跳转至

Topic - Hash Table

Hash Table

Hash table (哈希表) is a collection of items which are stored in such a way as to make it easy to find item. Each position of the hash table, often called a bucket or slot, can hold an item and is named by an integer value starting at 0. The mapping between an item and the bucket where that item belongs in the hash table is called the hash function(哈希函数). A perfect hash function maps every items into a unique bucket. When two items hash to the same bucket, collision happens. And a systematic method, which called collision resolution, for placing the second item in the hash table must be put forward.

Direct-address tables

If the number of possible keys is small and they are unique, direct-address tables(直接寻址表) can be used. Each bucket corresponds to a unique key.

Insert(T,x):
    T[key(x)] = x   
Search(T,x):
    return(T[key(x)])
Delete(T,x):
    T[key(x)] = NIL

The range of the key determines the size of the direct address table and may be too large to be practical. For instance, it's not likely that you'll be able to use a direct address table to store elements which have arbitrary 32-but integers as their keys for a few years yet.

Hash function

What is a good hash function? Hash functions should have the following properties:

  • Fast computation of the hash value (O(1)).
  • Hash values should be distributed (nearly) uniformly.

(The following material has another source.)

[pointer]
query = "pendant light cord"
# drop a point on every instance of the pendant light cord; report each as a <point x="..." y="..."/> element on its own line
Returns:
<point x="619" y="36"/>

The goal of a hash function is

  • disperse the keys in an apparently random way

Remainder method simply takes an item and divides it by the table size, returning the remainder as its hash value, i.e. h(item)=item\%11

Folding method begins by dividing the item into equal size pieces (the last piece may not be of equal size), and then added together to give the resulting hash value by extra step of dividing by the table size and keeping the remainder.

Collision Resolution

Various techniques are used to manage collision:

  • Separate Chaining (分离链接法)
  • Open addressing (开放寻址法)
    • linear probing (线性探查)
    • quadratic probing (二次探查)

Separate chaining

Separate Chaining allows each bucket to hold a reference to a collection of items. It allows many items to exist at the same location in the hash table.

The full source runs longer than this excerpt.